A study from the University of California at Berkeley found that publishing compensation, over the short term, decreased employee satisfaction for those who made less, but employees who earned more were not happier, either. The study found that the longer-term results of pay transparency were beneficial because pay disparities were often rectified over time. However, it’s the short-term drawbacks that might prevent employers from publishing compensation. Fog Creek, a small technology company, took incremental steps toward transparency by first surveying their employees to see what they would feel comfortable revealing. The company ended up using anonymous salary ranges for each position, with C-level executives revealing their compensation directly. They also supported individuals sharing their compensation with each other. The end result allowed a gradual shift towards pay transparency. The company’s CEO, Anil Dash, says that since the move toward transparency, the employee review process has become simpler. He says, “If anything, it makes it easier for us to do reviews or raises because everything is predictable. And salary transparency helps in hiring because people know exactly what they’ll earn.”
Adobe Systems, a larger company, has taken a more structured approach. Realizing that true pay equality might be a harder goal to reach, they have set pay parity as the goal: individuals in the same job should be paid fairly relative to one another. They have implemented a three-step process to achieve this:
- Define jobs: Review job roles and functions to ensure comparisons are being made effectively.
- Review and adjust: Once job responsibilities are standardized across the board, reviews of actual compensation levels can occur.
- Maintain pay review practices on an ongoing basis.

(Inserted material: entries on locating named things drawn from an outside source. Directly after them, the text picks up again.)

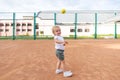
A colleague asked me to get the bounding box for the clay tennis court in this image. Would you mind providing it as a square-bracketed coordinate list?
[0, 39, 120, 80]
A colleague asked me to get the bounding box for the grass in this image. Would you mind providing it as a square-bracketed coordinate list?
[0, 34, 120, 40]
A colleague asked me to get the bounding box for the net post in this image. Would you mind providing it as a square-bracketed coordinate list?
[54, 13, 56, 25]
[34, 12, 36, 40]
[13, 13, 15, 40]
[114, 13, 117, 39]
[74, 13, 77, 39]
[94, 13, 97, 39]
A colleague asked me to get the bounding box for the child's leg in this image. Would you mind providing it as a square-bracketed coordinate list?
[57, 59, 61, 69]
[61, 60, 66, 71]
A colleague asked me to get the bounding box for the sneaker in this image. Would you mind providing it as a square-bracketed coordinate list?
[56, 69, 63, 74]
[63, 71, 72, 77]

Adobe emphasizes that pay parity is not a one-time achievement. It requires monitoring and established best practice deliverables. While the first step toward pay transparency might be difficult, there really is no excuse not to address this issue. Salesforce CEO Marc Benioff said at the World Economic Forum, “Every CEO needs to look at if they’re paying men and women the same…We all have modern human resource management systems, but as a CEO are you willing to step up and say I pay men and women the same?”